# Objektgruppe im Excel zusammen kopieren und spiegeln



## donsenilo82 (30. September 2013)

So, da wäre ich wieder mit meiner EXTRAWURST. habe vor geraumer Zeit angefangen im Excel einen Stammbaum zu generieren is auch schön, nur wenn ich ihn ausdrucken würde hätte ich bei A3 1,60m Höhe und 13,9m Breite. Aufgrund der Vorarbeit einiger verstorbener Familienmitglieder reicht die Menge der Daten 10 Generationen zurück, was in der letzten Generation allein schon 512 Personen macht. habe alles horizontal über eine Hierarchie angeordnet, habe aber nun begonnen, um aus der Breite raus zu kommen die letzten 5 Generationen Vertikal anzuordnen, und erst bei Generation 4 - 0 wieder in die Horizontale zu gehen. Nun habe ich gestern in 4 Stunden ca 1/32tel der Felder generiert und passend verbunden,... kann ich die komplette Hierarchie jetzt spiegeln und kopieren? 
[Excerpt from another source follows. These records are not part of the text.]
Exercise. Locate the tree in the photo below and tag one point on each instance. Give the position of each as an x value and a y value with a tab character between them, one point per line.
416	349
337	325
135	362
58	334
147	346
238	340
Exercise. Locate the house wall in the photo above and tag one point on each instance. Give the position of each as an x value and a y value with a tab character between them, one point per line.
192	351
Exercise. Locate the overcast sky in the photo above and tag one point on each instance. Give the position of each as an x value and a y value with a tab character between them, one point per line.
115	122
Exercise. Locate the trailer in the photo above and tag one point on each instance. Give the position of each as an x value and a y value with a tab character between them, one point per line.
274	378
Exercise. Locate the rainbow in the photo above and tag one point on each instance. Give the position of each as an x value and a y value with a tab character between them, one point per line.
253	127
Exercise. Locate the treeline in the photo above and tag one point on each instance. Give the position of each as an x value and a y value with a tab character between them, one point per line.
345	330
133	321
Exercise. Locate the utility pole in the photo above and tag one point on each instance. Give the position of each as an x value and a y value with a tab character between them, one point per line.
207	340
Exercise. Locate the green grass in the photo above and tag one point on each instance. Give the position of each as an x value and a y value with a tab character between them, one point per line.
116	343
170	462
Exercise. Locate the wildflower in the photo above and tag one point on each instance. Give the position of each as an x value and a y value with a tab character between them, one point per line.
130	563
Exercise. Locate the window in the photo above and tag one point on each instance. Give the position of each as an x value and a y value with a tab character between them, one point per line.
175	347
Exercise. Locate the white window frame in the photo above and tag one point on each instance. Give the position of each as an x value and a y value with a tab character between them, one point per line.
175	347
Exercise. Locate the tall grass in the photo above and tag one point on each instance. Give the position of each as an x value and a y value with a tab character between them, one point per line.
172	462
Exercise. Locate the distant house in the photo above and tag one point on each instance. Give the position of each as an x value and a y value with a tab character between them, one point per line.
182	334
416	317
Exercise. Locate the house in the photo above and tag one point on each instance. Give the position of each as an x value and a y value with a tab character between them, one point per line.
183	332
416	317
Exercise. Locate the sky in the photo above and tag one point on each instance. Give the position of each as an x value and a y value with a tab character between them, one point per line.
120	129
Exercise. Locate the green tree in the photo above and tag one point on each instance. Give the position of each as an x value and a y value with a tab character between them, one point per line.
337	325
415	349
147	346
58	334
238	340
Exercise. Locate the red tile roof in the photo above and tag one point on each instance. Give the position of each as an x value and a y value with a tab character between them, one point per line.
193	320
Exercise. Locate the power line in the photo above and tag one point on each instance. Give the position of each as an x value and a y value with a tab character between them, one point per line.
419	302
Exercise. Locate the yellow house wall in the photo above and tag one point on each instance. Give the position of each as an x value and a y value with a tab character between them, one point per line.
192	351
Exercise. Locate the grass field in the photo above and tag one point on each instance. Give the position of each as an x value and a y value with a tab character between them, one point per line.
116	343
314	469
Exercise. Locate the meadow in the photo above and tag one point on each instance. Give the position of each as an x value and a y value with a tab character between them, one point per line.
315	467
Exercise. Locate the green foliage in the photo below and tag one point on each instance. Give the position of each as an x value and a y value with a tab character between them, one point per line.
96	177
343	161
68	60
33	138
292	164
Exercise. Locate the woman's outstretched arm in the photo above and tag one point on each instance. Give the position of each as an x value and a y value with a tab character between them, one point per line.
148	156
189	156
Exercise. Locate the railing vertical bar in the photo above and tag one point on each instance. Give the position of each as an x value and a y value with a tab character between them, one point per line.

Allerdings habe ich die Hierarchie selbst erstellt, über die Funktion "Einfügen" - "Formen", da ich mit dem Einfügen von "SmartART" Diagrammen beim Wechsel von Vertikal auf Horizontal im gleichen Objekt keinen Erfolg hatte...

Das heißt, ich habe jetzt geschätzte 250 Textfelder mit gewinkelten Verbindungen, die ich a) kopieren und neu einfügen will, und b) spiegeln will (so dass jeweils die linke und die rechte Hierarchie in die Mitte verlaufen und nicht beide nach rechts oder nach links)


Wäre super wenn man mir weiterhelfen könnte


----------



## sheel (30. September 2013)

Bitte Fragen NICHT in der Tutorials-Inbox stellen.


----------



## HonniCilest (7. Oktober 2013)

Hi,

sorry für die späte Antwort.



> Nun habe ich gestern in 4 Stunden ca 1/32tel der Felder generiert und passend verbunden,... kann ich die komplette Hierarchie jetzt spiegeln und kopieren?



Ja: Markieren, Gruppieren (Kontektmenü > Gruppieren), Kopieren, Kippen (Format > Drehen > Horizontal / Vertikal Kippen)


----------



## donsenilo82 (7. Oktober 2013)

Danke für die Antwort, habs in der Zwischenzeit bis zur Spiegelung von Hand gemacht, und dann einfach kopiert, trotzdem Merci.


----------